To what extent have these goals been achieved?
The findings of a study by the Ibadan Social and Evaluation Research Team (ISERT) funded by Ford Foundation are vital to this behaviour modification. The study which was carried out nationwide among in-school and out-of-school adolescents, evaluated the implementation of sexuality and life skills education in Nigeria. What comes out clear is that while most northern states have implemented the program at the senior secondary classes, most southern states have implemented it in both junior and senior secondary classes. States like Adamawa, Taraba, Benue, and Gombe had low implementation while Lagos, Kebbi, Jigawa and Enugu states had high implementation levels.
In some states, availability of teachers, time, space or accommodation as well as the age and socio-cultural considerations affected the mode of implementation rather than the curriculum guidelines. The south-south and southwest ranked highest in having positive effects on students. The National Youth Service Corp (NYSC) was identified as having organisational instruction of the materials for students.
Sex had impact on what was taught as most students felt that teachers of same sex would produce greater effects when dealing with the content.
Lack of relevant FLHE materials in most schools have implications for FLHE quality. There is a gap between schools and state ministries in terms of data retrieval and management.
Out of school children were mainly reached by Non-government organisations who performed sensitization outreach, counselling, blood testing, supplying condoms and HIV test kits.
The Family Life and HIV/AIDS Education program has challenges in the area of government support as most states do not have budget line for FLHE. Allocations go through state ministries which then assign a miniscule sum to FLHE activities. There is also delay in accessing the funds forcing many states to depend on donors for funding. Some barriers to the implementation included lack of supply of teaching materials while many teachers especially from the northern part of Nigeria experienced problems in relation to inadequate knowledge of English language terms for some Family life and HIV/AIDS concepts and students shyness in discussing some items.
Low political commitment, slow bureaucracy, cultural and religious impediments, labour shortage, lack of incentives for teachers and parents, communication gap between funders and implementing schools and environmental constraints. In some states, cultural and religious considerations remain a major difficulty.
There is no doubt that much needs to be done to ensure effective and life skills education program in Nigeria. To this end, there is need for increased budgetary allocation for HIV/AIDS education and prompt release of funds.

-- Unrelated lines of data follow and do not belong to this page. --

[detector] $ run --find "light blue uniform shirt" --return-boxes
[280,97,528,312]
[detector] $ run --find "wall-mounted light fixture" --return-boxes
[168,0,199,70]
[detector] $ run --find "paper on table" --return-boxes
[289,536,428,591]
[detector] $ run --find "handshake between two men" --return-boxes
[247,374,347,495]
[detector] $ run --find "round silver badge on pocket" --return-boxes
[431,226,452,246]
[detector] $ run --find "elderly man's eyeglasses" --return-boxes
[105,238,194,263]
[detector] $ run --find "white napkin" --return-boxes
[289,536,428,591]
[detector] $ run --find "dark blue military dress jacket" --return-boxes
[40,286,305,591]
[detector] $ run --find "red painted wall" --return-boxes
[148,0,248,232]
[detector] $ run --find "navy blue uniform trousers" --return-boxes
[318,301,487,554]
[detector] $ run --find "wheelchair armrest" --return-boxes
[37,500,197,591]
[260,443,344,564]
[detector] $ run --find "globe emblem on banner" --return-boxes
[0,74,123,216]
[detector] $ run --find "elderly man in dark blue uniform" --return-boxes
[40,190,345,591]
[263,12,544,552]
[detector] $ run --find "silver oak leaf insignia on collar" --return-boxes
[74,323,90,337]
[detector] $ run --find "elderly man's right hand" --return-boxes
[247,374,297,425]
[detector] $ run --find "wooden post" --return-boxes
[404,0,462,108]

For Family life and HIV/AIDS education implementation to be scaled up, there is need to train more teachers, engage in more advocacy, media involvement and parental engagement.

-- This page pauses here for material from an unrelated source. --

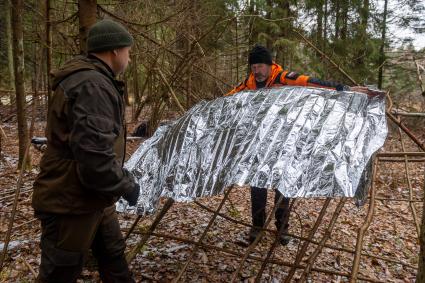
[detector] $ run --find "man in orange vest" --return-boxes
[226,45,376,245]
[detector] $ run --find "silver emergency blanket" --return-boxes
[117,87,387,215]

There must also be teaching of FLHE in both junior and secondary schools, creation of handbook on FLHE for teachers.
While government must ensure funding of programs geared towards orienting adolescents towards positive sexual behaviours for a secured future, the fact that many young people are still out there without being taught the family life and HIV/AIDS education portends danger as such adolescents remain vulnerable to coercion, abuse and sex exploitation leading to unintended pregnancy, STIs including HIV.
Obviously the Family Life and HIV/AIDS program has had positive effects in the lives of adolescents who had come into contact with it, there is therefore the need for more government funding to expand the scope to those yet to be captured to check adolescent risky sexual behaviours during valentine and beyond it with a view to averting future health crisis.